In large organizations, many threats can be identified as originating from network zones
within the corporations intranet. Even if the system is firewalled, there is usually some
vulnerability with regard to access (open admin ports, console, trust in employees who
have physical or remote access). As long as access is even the slightest bit vulnerable,
then the security of applications cannot be said to be fullproof. Patching all security issues with
webservers, regardless of relvevance to the role they play in the application, will decrease
the threat level from any kind of attack.
R.Barger
Credit Suisse Group
Zurich, Switzerland
smenon
Agreed.. I was only trying to state that we look at the security vulnerability and determine if this is something that is relevant for TeamSite's usage. If it is found to be a serious issue, we will definitely upgrade our Apache version to adopt a version that includes the fix for that issue. Sometime, when we determine the threat to be of low risk, we might defer the Apache upgrade until the next release/service pack of TeamSite (instead of releasing a patch).
--Sunil Menon
Sr. Product Manager
Interwoven, Inc.
IWguy
Hi Anand,
Nothing has been decided yet - we are still evaluating this as we have some clients who share the views of others on this thread. I assume that it is the client base that determines what is low, medium or high risk. Do clients have to report their risk levels to Interwoven in order to have a patch implemented in a service pack or a release?
It appears that onus is currently on the client to bring vulnerabilities be patched.

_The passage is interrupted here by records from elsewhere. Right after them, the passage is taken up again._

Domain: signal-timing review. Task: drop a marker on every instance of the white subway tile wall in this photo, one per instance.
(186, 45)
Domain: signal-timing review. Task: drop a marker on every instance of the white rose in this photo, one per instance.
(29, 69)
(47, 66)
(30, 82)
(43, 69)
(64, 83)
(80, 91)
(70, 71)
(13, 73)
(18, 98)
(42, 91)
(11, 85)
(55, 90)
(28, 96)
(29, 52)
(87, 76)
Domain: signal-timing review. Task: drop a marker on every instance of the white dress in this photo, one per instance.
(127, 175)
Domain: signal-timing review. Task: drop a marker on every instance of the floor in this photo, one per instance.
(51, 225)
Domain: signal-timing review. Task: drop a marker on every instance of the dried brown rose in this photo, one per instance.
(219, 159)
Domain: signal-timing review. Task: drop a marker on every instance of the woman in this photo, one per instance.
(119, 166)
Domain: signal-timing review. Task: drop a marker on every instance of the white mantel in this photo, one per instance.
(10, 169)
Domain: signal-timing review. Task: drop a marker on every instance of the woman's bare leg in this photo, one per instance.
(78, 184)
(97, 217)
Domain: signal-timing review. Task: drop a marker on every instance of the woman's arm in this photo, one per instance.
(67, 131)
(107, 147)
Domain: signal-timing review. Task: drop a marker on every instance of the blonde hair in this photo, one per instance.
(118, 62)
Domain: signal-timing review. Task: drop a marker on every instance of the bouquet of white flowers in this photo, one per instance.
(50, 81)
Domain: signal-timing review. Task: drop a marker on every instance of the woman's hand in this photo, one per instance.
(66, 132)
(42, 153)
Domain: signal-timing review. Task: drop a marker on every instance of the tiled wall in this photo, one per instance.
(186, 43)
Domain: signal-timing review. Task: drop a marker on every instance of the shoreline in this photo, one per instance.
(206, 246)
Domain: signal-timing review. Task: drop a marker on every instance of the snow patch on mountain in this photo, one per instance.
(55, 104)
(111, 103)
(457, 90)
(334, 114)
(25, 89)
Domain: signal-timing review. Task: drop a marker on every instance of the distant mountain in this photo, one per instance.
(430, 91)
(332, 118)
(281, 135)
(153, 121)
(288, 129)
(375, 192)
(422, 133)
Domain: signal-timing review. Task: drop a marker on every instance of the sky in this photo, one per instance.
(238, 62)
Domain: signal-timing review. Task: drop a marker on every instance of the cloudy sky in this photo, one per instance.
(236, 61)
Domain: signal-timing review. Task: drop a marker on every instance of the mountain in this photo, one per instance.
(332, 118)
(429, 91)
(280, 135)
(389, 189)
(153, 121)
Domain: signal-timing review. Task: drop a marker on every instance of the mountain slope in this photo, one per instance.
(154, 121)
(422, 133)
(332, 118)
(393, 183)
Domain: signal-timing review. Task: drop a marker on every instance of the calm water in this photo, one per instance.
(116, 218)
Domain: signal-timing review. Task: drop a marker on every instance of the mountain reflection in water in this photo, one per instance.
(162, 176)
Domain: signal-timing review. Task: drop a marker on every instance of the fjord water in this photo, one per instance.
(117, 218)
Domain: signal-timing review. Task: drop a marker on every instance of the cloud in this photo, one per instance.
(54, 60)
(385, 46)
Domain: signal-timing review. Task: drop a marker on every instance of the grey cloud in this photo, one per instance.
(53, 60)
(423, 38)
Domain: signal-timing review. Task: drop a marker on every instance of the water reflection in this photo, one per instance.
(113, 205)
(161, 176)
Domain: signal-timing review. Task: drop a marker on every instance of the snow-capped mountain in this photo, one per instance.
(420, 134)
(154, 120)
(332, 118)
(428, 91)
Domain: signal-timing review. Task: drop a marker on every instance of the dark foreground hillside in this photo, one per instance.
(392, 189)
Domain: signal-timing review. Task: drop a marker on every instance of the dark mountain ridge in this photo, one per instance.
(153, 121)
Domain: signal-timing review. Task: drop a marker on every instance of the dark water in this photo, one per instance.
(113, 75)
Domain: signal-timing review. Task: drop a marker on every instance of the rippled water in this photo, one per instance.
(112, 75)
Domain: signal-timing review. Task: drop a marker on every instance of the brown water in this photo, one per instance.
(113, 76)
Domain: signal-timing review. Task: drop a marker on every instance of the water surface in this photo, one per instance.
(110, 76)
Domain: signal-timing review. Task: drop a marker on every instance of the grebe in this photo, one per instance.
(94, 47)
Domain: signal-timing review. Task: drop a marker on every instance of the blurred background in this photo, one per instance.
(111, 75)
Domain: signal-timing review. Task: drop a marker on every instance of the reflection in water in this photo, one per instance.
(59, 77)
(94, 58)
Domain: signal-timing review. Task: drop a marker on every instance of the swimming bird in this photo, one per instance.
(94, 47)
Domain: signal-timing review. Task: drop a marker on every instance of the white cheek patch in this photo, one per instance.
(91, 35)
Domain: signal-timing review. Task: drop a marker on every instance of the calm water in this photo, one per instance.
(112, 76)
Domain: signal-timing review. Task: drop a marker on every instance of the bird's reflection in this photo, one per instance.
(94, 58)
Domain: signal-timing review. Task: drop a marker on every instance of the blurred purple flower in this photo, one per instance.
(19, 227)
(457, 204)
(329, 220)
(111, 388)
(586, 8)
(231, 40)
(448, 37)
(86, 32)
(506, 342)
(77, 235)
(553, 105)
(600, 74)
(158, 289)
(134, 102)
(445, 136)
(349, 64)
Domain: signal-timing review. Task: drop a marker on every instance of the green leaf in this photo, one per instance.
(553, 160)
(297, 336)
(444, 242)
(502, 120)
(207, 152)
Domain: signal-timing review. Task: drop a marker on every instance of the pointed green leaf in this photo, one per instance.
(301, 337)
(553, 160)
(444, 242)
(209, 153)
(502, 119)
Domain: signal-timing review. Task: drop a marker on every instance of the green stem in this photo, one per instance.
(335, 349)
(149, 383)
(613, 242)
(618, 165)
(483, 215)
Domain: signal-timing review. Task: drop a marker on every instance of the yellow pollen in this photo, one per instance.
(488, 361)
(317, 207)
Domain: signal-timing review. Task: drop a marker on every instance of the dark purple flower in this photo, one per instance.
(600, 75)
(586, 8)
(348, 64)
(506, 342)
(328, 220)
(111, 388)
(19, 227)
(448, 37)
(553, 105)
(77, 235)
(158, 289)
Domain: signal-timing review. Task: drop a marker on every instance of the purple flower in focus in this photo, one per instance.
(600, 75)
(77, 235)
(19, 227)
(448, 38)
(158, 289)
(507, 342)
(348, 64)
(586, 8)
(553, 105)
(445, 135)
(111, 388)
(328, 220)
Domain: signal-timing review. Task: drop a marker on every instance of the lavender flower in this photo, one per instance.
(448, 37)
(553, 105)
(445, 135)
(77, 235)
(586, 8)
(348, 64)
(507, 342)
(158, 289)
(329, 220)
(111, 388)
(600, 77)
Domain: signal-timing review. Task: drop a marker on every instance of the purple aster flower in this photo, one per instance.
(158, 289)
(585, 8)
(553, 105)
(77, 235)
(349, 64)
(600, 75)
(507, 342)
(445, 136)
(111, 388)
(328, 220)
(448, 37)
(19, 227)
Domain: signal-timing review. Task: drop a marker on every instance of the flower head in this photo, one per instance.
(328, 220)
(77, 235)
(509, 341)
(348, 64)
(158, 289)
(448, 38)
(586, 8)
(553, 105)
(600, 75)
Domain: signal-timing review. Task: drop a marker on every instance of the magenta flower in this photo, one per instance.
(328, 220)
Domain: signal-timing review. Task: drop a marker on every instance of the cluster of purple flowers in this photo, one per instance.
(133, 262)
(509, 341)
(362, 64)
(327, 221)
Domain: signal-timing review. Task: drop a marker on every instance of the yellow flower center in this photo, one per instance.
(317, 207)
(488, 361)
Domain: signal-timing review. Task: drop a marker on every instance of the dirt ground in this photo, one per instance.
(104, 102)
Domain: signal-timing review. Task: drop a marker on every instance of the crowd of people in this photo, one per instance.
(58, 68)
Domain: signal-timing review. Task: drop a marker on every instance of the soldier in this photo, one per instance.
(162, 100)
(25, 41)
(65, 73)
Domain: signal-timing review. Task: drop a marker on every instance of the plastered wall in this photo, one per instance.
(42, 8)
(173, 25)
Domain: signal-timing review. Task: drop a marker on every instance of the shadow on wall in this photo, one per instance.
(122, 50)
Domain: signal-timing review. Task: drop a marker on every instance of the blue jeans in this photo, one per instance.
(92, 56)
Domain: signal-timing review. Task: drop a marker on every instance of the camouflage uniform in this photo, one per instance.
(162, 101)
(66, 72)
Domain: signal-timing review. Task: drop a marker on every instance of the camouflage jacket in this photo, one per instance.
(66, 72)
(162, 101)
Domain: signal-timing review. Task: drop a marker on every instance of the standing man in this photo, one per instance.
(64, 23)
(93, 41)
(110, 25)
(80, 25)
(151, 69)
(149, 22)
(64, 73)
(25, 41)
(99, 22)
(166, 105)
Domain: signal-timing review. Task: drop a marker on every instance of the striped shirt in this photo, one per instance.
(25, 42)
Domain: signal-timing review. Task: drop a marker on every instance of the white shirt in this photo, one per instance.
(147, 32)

How does the client determine which vulnerabilities are applicable to the version of Apache that has been prepackaged in Teamsite?
Does a process currently exist where Interwoven provides a report to their clients that informs them that "vulnerability X does not apply to this version of Apache, vulnerability Y does..etc..)?
Thanks,
Darcy
Migrateduser
Sunil,
Do you suggest opening a case with support Team to have this worked out or to have official statement on the issue so as to add as a upgrade in next release/service pack of TeamSite ? Anybody has opened the case with support on this?
!Thanks
Anand
Edited by sacrh on 11/04/05 11:12 AM (server time).
rpollock
Any movement on this or an official response from Interwoven? I find the logic of if it doesn't affect us, we can ignore it for a while is a little concerning.
Any information would be beneficial sooner rather than later.